Пришедшие с мечом - Екатерина Владимировна Глаголева
Шрифт:
Интервал:
Закладка:
Дарья из деликатности нашла себе какое-то дело на дворе, накинула теплый платок и вышла; лохматая голова тоже спряталась. Луиза присела на краешек лавки возле Яковлева. Она не решилась расспрашивать его, где и как он провел этот месяц, ограничившись лишь вопросами о том, здоров ли он, голоден ли и не подать ли чего. Он отвечал ей односложно. Затем, собравшись с духом, она рассказала ему о недавней смерти Павла Ивановича Голохвастова, мужа его покойной сестры. Старик так и не оправился от сабельной раны в лицо, полученной от пьяного улана в саду близ горящего дома в Москве; третьего дня его хватил удар, оборвавший его мучения; его уже похоронили… Быстрым движением Луиза схватила руку Яковлева и поднесла ее к губам.

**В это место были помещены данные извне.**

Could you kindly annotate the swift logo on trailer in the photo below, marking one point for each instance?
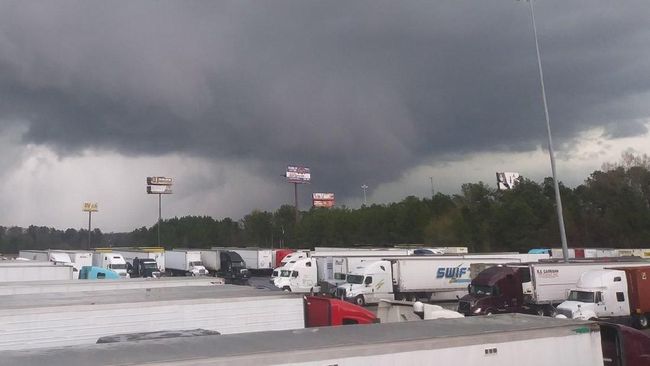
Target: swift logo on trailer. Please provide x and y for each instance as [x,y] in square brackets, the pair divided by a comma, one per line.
[453,273]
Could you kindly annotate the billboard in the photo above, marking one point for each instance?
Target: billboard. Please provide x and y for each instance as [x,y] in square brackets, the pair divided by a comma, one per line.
[89,207]
[159,189]
[298,174]
[323,200]
[159,185]
[507,180]
[159,181]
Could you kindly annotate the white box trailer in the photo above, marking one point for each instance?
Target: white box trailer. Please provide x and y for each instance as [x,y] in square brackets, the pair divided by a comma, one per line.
[65,286]
[45,255]
[59,320]
[434,278]
[507,340]
[79,258]
[157,254]
[255,258]
[19,271]
[181,262]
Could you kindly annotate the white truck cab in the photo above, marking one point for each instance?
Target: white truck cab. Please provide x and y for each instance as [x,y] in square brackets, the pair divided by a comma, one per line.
[299,276]
[368,283]
[598,294]
[113,261]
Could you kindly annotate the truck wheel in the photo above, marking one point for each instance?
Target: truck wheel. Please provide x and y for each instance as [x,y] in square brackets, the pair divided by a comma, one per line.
[641,321]
[359,300]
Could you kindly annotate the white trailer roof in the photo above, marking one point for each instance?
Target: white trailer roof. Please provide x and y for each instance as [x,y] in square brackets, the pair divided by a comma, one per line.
[61,286]
[311,344]
[36,302]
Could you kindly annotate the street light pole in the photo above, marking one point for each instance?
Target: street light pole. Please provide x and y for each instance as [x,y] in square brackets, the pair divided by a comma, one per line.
[364,187]
[558,199]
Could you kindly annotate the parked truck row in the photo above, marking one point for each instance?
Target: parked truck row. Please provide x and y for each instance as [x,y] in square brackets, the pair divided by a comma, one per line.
[531,287]
[499,340]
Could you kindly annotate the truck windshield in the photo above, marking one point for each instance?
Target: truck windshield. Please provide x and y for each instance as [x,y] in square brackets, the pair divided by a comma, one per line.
[355,279]
[582,296]
[150,265]
[285,273]
[481,290]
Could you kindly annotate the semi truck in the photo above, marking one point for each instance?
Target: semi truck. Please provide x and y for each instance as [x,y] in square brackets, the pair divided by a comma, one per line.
[79,258]
[535,288]
[107,259]
[47,255]
[143,267]
[155,253]
[509,339]
[412,278]
[23,271]
[617,294]
[226,264]
[256,259]
[68,319]
[179,262]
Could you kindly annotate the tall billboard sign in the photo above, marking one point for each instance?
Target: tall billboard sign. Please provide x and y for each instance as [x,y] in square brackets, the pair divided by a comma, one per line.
[298,174]
[323,200]
[159,185]
[507,180]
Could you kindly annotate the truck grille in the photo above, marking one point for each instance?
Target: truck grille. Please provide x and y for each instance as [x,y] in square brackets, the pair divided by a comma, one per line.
[566,312]
[464,307]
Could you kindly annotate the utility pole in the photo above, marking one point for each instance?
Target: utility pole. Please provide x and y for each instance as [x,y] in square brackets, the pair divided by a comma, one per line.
[89,207]
[558,199]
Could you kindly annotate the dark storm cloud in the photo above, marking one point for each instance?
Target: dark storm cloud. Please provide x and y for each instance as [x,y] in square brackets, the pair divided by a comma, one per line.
[358,90]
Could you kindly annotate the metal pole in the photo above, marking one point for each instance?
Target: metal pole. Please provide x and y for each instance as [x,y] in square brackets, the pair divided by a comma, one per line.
[295,196]
[89,225]
[159,215]
[558,200]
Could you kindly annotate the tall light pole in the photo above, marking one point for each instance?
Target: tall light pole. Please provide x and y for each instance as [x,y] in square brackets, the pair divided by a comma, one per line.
[89,207]
[364,187]
[556,184]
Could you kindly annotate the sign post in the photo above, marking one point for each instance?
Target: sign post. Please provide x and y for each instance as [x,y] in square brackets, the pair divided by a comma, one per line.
[297,175]
[159,186]
[89,207]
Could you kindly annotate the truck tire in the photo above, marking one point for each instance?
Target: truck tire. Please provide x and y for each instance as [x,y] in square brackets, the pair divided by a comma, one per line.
[359,300]
[641,321]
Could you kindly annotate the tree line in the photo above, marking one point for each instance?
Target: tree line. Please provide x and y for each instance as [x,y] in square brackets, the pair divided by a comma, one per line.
[610,209]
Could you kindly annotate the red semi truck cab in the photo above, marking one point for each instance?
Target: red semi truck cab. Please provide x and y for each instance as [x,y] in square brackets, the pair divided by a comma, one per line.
[325,311]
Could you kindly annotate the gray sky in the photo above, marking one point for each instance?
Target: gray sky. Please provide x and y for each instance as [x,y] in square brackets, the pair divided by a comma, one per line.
[223,95]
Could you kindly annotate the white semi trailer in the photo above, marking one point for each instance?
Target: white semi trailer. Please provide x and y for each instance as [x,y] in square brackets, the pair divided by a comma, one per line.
[66,286]
[80,318]
[256,259]
[432,278]
[20,271]
[508,340]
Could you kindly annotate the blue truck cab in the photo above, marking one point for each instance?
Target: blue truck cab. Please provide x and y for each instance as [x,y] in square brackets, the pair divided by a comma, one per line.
[97,273]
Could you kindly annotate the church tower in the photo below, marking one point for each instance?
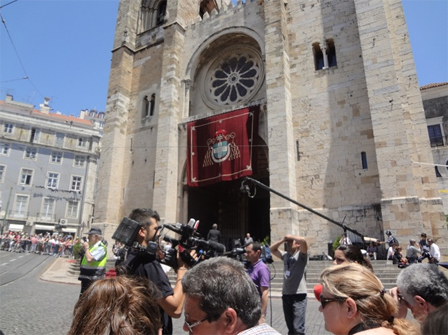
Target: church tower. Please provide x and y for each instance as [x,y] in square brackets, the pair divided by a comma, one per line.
[340,123]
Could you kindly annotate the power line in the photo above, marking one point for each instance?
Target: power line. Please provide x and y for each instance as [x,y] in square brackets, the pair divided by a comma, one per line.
[16,52]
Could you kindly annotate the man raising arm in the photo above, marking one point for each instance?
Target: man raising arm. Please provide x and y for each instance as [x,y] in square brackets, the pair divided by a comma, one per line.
[260,275]
[295,260]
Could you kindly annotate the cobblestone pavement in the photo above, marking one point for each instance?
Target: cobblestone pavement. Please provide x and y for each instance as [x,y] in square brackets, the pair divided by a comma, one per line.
[33,306]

Благодарю тебя, Господи! Он приехал! Эти несколько недель она жила в постоянном страхе, не понимая, что происходит, чего от нее хотят, о чём говорят. Только Павел Иванович, знавший по-немецки, был ей опорой в этом диком краю, среди свирепого вида мужчин с бородами, одетых в нагольные тулупы, и крикливых женщин, разглядывавших ее, словно диковинную зверушку. Когда третьего дня за ней пришли и стали куда-то звать, махая руками, а потом ухватили за рукав, она страшно перепугалась, думая, что ее хотят убить (русские не любят немцев!). Она взяла на руки Сашеньку и пошла за мужиками в соседнюю избу; там на столе лежал Голохвастов, в головах у него горела свеча. Как она плакала о нём! Бабы качали головами и тоже пускали слезу, глядя, как она убивается; староста послал сына в город и потом совал ей в руки баранки, пряники, яблоки, кулечки с изюмом… Но теперь приехал барин, отец ее ребенка, которого мужики называют и своим отцом. Теперь уж они не пропадут. Ich danke demn Herrn, danke demn Herrn!
* * *
«Москва, 14 октября 1812 г.
Моя дорогая, читать твои письма – величайшее мое удовольствие, я принимаюсь за них первым делом, когда прибывает эстафета. Они очаровательны, как ты, живописуют твою прекрасную душу, в них видны все твои прекрасные свойства. Ты – само совершенство.
Я совершенно здоров. У нас впервые шел снег, однако не холодно. Не думаю, что я скоро смогу приехать в Париж, а тебе слишком далеко ехать в Польшу. Трижды поцелуй за меня сына. Adio, miou ben. Безраздельно твой, Нап.»
* * *
Анри Бейлю отнюдь не улыбалось отправляться в дорогу, чтобы ветер облепил его мокрым снегом. Неделю назад у него страшно разболелись зубы, и с тех пор стало только хуже: он чувствовал жажду, жар, озноб, но Дарю был непреклонен. Раздраженный постоянными отговорками своего кузена, он припечатал его таким выражением, что даже погруженные по уши в работу секретари вынырнули из своих бумажек. Чтоб завтра же духу его не было в Москве! Пусть отправляется в Смоленск и организует там, в Могилеве и Витебске, резервное снабжение армии в преддверии зимы.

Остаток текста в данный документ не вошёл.